A thoughtful and measured reaction to President Obama's speech in Cairo earlier today is going to require a bit of time. That should be seen as a good thing - the President is a thoughtful and measured person. Here, however, are a few quick thoughts... with more to follow later.
A good initial take, however, can be found in this NYT blog post, consisting of quick reactions from Arab students in Egypt and Jordan. For a good summary of both the speech itself and of immediate reaction around the region take a look at this round-up from the BBC. Especially noteworthy is its report (sourced to AFP) that Hamas in Gaza gave the speech a guarded welcome, saying it showed "tangible change". In the nuanced world of Middle Eastern politics that represents a significant evolution in tone.
Unfortunate, if perhaps inevitable, is this analysis from Roger Simon at Politico. Simon is one of the most important analysts of the American political scene. By judging the speech almost entirely on the basis of which lines did or did not garner applause, however, he proves that a deep knowledge of American politics does not travel especially well.
Similarly, careful analysts should ignore reporting focused on the heavy security along Obama's motorcade route and the lack of adoring crowds. Some have treated this as evidence of a chilly reception. If US newspapers still took foreign coverage seriously, they would have local correspondents in Cairo who would know that the blocking off of a motorcade route hours in advance by police standing shoulder to shoulder along its entire length has long been standard procedure in Cairo for visits like this (as well as the rare occasions when President Hosni Mubarak ventures into the city center). In these instances the police are there to prevent crowds from forming. Even the sidewalks are closed to passing pedestrians.
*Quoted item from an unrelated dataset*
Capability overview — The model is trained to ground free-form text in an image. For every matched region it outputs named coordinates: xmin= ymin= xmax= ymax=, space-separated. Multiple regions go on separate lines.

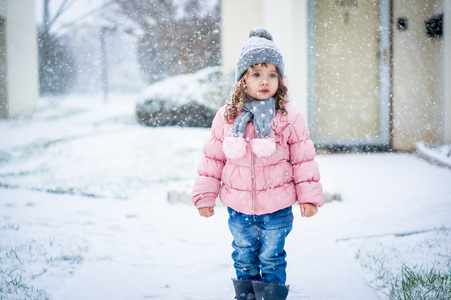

This essay by Thomas Ricks, written for the Foreign Policy Research Institute is an important contribution to the national debate on Iraq that we sometimes seem collectively determined to avoid.
There are three things the American people don’t understand about the war in Iraq right now: (1) how difficult the surge was and how different it was from the previous four years of the war; (2) that the surge failed, judged on its own terms; and (3) that the war is not over. In fact, I suspect we might be only halfway through it, which is to say that President Obama’s war in Iraq may well be longer than George Bush’s war in Iraq, which was five years and ten months old when Bush left office.
It is particularly refreshing to hear a major, respected analyst of the war say that the surge has failed. Throughout the presidential campaign candidates on both sides spent so much time singing the praises of the surge that it became effectively impossible to question that received wisdom. Those of us who pointed out that the surge was supposed to have a military side and a political side and that while the former had been successful the latter had not were rarely heard. Even in hyper-liberal Vermont I could see the shock on people's faces when I made this point during talks or panel discussions.
Ricks' argument for why we are likely to remain in Iraq for a long time to come makes compelling, if unsettling, reading.
Also worth special attention are two items from the latest issue of the New York Review of Books. In this essay the always-compelling Robert Malley & Hussein Agha argue that the search for a workable Israeli-Palestinian peace will continue to fail if it continues to be driven by outsiders.
One of Bush's least noticed but most profound and pernicious legacies in the region might well turn out to have been this transformation of the concept of Palestinian statehood from among the more revolutionary to the more conservative, from inspiring to humdrum... For many in the US, the notion of such radical change often is reduced to the question of whether or not to talk to Hamas. That is a diversion. The challenge is whether Obama can speak to those for whom Hamas speaks. They are the people who have lost faith in America, its motivations, and every proposal it promotes.
The same issue of the Review also contains an excellent piece by Ahmed Rashid. Titled "Pakistan on the Brink" it picks up where Rashid's recent book Descent into Chaos leaves off.